Tag: 2012, Caitlin Gerard, cinema-S, horror, M. J. Gallagher
Ashley è una ragazza con evidenti problemi psicologici che si è appena trasferita in un campus universitario: frequentando una videochat anonima si imbatte nell’inquietante Smiley, una sorta di serial killer che sembra vivere assurdamente all’interno di internet.
In breve. Interessante per quanto non esente da difetti, vive su una buona idea ed è destinato, forse, a diventare cult: da procurarsi quanto prima per chi ama l’horror senza pregiudizi, gli altri possono visionare ma senza eccessive aspettative. Leggermente sottotono per alcune trovate da film “adolescenziale”, contiene un doppio (triplo?) finale che vale da solo, probabilmente, il costo del DVD o il prezzo del biglietto.
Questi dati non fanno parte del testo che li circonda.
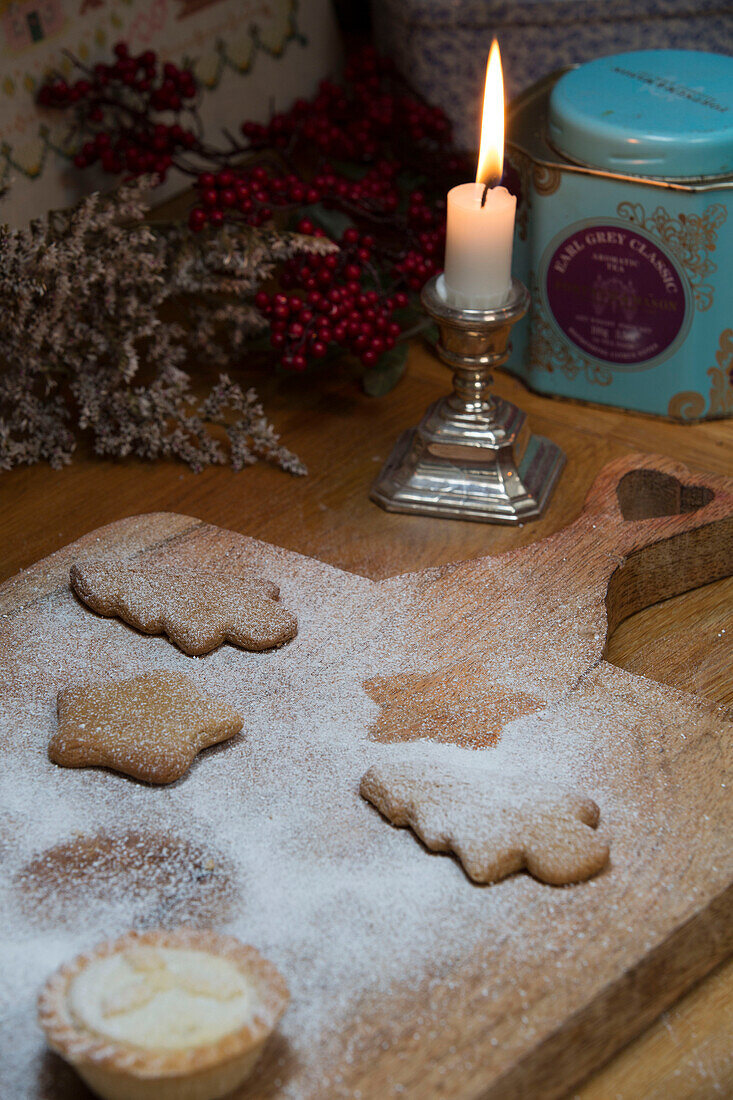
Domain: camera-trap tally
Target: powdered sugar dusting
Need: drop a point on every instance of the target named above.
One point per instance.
(271, 828)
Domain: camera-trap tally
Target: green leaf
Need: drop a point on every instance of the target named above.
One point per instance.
(384, 375)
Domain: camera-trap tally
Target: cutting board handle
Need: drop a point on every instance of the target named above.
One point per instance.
(664, 528)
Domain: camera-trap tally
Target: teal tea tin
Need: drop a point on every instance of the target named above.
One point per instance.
(624, 233)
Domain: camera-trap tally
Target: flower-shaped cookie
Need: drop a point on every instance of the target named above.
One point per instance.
(150, 727)
(197, 609)
(495, 824)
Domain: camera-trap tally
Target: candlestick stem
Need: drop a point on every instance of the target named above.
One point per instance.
(472, 455)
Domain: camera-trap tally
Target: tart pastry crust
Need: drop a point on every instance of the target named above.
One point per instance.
(118, 1069)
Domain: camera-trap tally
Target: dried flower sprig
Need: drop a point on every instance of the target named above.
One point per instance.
(84, 345)
(365, 161)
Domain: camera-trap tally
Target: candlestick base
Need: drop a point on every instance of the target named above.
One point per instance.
(472, 455)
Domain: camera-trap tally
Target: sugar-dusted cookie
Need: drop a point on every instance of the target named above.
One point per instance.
(495, 824)
(163, 1015)
(197, 609)
(150, 727)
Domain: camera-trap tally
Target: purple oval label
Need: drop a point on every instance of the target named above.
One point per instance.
(615, 294)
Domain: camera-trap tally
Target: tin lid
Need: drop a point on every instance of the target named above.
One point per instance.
(653, 112)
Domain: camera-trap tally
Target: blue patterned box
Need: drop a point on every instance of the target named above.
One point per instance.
(441, 46)
(624, 232)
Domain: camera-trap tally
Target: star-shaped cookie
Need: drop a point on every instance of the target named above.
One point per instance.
(495, 824)
(197, 609)
(150, 727)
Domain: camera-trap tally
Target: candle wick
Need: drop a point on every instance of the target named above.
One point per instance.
(492, 182)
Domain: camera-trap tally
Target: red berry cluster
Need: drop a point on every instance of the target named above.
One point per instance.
(357, 121)
(334, 309)
(372, 121)
(252, 195)
(115, 101)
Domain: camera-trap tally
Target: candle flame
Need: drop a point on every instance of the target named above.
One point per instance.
(491, 153)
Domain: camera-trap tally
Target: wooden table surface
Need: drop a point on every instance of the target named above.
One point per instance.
(343, 437)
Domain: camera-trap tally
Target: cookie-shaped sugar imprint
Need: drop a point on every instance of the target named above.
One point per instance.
(197, 609)
(496, 824)
(150, 727)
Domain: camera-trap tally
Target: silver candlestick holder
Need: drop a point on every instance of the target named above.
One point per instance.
(472, 455)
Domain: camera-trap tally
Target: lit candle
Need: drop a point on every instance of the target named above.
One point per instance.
(480, 231)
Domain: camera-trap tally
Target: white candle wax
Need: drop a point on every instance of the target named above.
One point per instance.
(479, 241)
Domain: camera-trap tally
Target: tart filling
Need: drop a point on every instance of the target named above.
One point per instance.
(162, 998)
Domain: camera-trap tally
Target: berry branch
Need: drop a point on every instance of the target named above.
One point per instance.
(367, 164)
La storia è di quelle già sentite: un campus universitario ospiterà molto presto gli omicidi di un singolare serial killer, che opera apparentemente attraverso internet e diffonde il panico mediante una semplice “evocazione” in chat. La storia si focalizza sulla figura di Ashley, ragazza fragile e matricola dal carattere problematico (la bellezza discreta e riservata di Caitlin Gerard, qui in versione nerd con qualche turba mentale), con una storia travagliata alle spalle e la tendenza a isolarsi dal mondo, in perenne conflitto con la sana curiosità di vivere la propria storia. Nel gioco del “tutti sospettati” – perchè Smiley non poteva, in un certo senso, agli occhi dello spettatore disilluso del nuovo millennio, essere davvero un prodotto di internet – neanche la soluzione a cui tutti potrebbero pensare sarà quella giusta, e come se non bastasse sarà necessario vedere il film fino all’ultimo fotogramma per capacitarsi realmente dell’accaduto. A dirla tutta qualche spiegazione indispensabile manca pure, il collage che si ricompone non riesce a convincere al 100%, come se Gallagher si fosse divertito a disorientare il proprio pubblico, e questo rassicura un po’ tutti nel credere che, per quanto meritevole, non si tratti del film del millennio.
La frase di evocazione del mostro, di per sè è tutta una programma: “l’ho fatto per divertimento“ ripetuto tre volte, il che suona denso di un significato ulteriore se riferito, come pare, ad una generazione smarrita, vaporizzata, senza cervello, superficiale ed intrinsecamente cattiva, che non riesce a fare nulla di diverso dal praticare l’edonismo più sfrenato. Detta così potrebbe far sorridere, e vi garantisco che molti non potranno fare a meno di cercare “smiley urban legend” su Google, e questo – già di suo – non fa che denotare una natura innegabilmente commerciale, e non per questo negativa per forza, del film stesso. Innegabile, direi, ed il film funziona, possiede un buon ritmo nonostante qualche difetto, a mio parere perdonabile, legato ad un’eccessiva diluizione della trama, troppo allungata e troppo smarrita, forse, nelle spiegazioni accademiche degli avvenimenti. Evidentemente a Gallagher piace il meta-cinema, eppure riesce a costruire un personaggio che non potrà che ricordare, magari involontariamente, la figura travagliata della protagonista de “Il profumo della signora in nero“.